Kafka is a backbone for various data pipelines and asynchronous messaging at LinkedIn and beyond. 2015 was an exciting year at LinkedIn in that we hit a new level of scale with Kafka: we now process more than 1 trillion published messages per day across nearly 1300 brokers. We run into some interesting production issues at this scale and I will dive into some of the most critical incidents that we encountered at LinkedIn in the past year:
Data loss: We have extremely stringent SLAs on latency and completeness that were violated on a few occasions. Some of these incidents were due to subtle configuration problems or even missing features.

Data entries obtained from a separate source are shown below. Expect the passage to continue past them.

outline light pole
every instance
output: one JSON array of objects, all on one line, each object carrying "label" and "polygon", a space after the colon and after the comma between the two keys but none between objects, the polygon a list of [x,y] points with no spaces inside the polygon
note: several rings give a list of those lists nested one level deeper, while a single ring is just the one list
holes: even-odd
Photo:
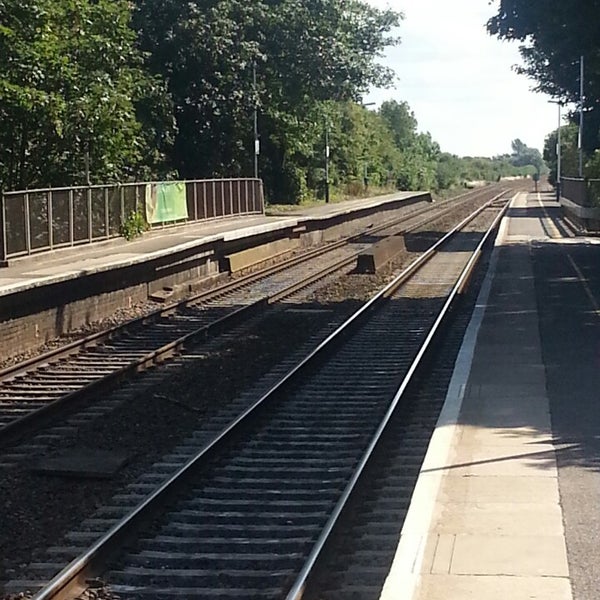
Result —
[{"label": "light pole", "polygon": [[579,177],[583,177],[583,56],[579,60]]},{"label": "light pole", "polygon": [[[367,108],[369,106],[375,106],[377,102],[362,102],[361,106],[363,108]],[[364,173],[363,173],[363,183],[365,184],[365,192],[369,189],[369,163],[365,157],[365,165],[364,165]]]},{"label": "light pole", "polygon": [[550,102],[552,104],[558,105],[558,129],[557,129],[557,132],[556,132],[556,200],[557,200],[557,202],[560,202],[560,176],[561,176],[561,170],[560,170],[560,148],[561,148],[561,144],[560,144],[560,129],[561,129],[561,125],[562,125],[560,108],[561,108],[561,106],[562,106],[563,103],[562,103],[561,100],[550,100]]},{"label": "light pole", "polygon": [[258,156],[260,139],[258,137],[258,96],[256,94],[256,61],[252,63],[252,85],[254,90],[254,178],[258,179]]},{"label": "light pole", "polygon": [[325,117],[325,203],[329,202],[329,123]]}]

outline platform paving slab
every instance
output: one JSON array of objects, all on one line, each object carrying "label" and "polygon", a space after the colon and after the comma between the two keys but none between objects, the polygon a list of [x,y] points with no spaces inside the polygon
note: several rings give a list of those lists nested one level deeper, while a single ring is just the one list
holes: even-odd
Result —
[{"label": "platform paving slab", "polygon": [[517,195],[501,228],[448,392],[454,422],[443,412],[434,434],[450,442],[430,444],[413,502],[437,499],[427,522],[411,503],[381,600],[572,598],[529,246],[549,230],[538,200]]},{"label": "platform paving slab", "polygon": [[[561,535],[445,534],[453,540],[447,573],[568,577],[567,551]],[[435,557],[435,554],[434,554]]]},{"label": "platform paving slab", "polygon": [[454,532],[460,531],[467,535],[534,536],[542,530],[547,535],[560,537],[563,533],[560,506],[548,503],[545,498],[519,503],[514,503],[512,498],[506,502],[447,499],[440,513],[433,529],[439,535],[456,537]]},{"label": "platform paving slab", "polygon": [[482,477],[446,477],[441,497],[447,502],[467,502],[477,498],[482,503],[513,504],[559,502],[556,482],[548,477],[519,477],[517,475]]},{"label": "platform paving slab", "polygon": [[[571,600],[567,578],[432,575],[423,588],[429,600]],[[397,600],[401,600],[398,598]]]}]

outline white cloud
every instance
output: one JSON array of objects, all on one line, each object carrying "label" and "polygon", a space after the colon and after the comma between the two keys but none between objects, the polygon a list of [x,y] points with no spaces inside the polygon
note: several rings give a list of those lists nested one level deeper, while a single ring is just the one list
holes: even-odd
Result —
[{"label": "white cloud", "polygon": [[393,90],[372,90],[366,102],[405,100],[442,150],[491,156],[520,138],[542,148],[556,127],[557,108],[513,70],[518,45],[489,36],[494,13],[486,0],[368,0],[404,13],[402,43],[382,62],[398,76]]}]

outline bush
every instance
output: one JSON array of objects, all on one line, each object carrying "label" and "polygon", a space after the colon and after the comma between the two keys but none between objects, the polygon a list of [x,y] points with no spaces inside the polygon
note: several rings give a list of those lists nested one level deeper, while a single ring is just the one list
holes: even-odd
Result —
[{"label": "bush", "polygon": [[120,233],[127,241],[130,241],[142,235],[144,231],[148,231],[149,228],[142,212],[132,210],[129,216],[121,223]]}]

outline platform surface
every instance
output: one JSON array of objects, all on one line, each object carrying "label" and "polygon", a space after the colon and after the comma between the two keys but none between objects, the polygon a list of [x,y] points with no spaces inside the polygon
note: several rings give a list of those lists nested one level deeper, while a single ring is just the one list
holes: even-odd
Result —
[{"label": "platform surface", "polygon": [[600,240],[518,194],[382,600],[600,598]]},{"label": "platform surface", "polygon": [[295,227],[307,220],[320,221],[349,215],[365,208],[382,206],[424,193],[396,192],[310,208],[298,207],[280,216],[250,215],[199,221],[155,229],[130,242],[115,238],[11,259],[8,267],[0,268],[0,296],[140,264],[204,244],[228,242]]}]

Offset resets: As of early 2015, Kafka-based offset management was still a relatively new feature and we occasionally hit offset resets. Troubleshooting these incidents turned out to be extremely tricky and resulted in various fixes in offset management/log compaction as well as our monitoring.
Cluster unavailability due to high request/response latencies: Such incidents demonstrate how even subtle performance regressions and monitoring gaps can lead to an eventual cluster meltdown.
Power failures! What happens when an entire data center goes down? We experienced this first hand and it was not so pretty.
This talk will go over how we detected, investigated and remediated each of these issues and summarize some of the features in Kafka that we are working on that will help eliminate or mitigate such incidents in the future.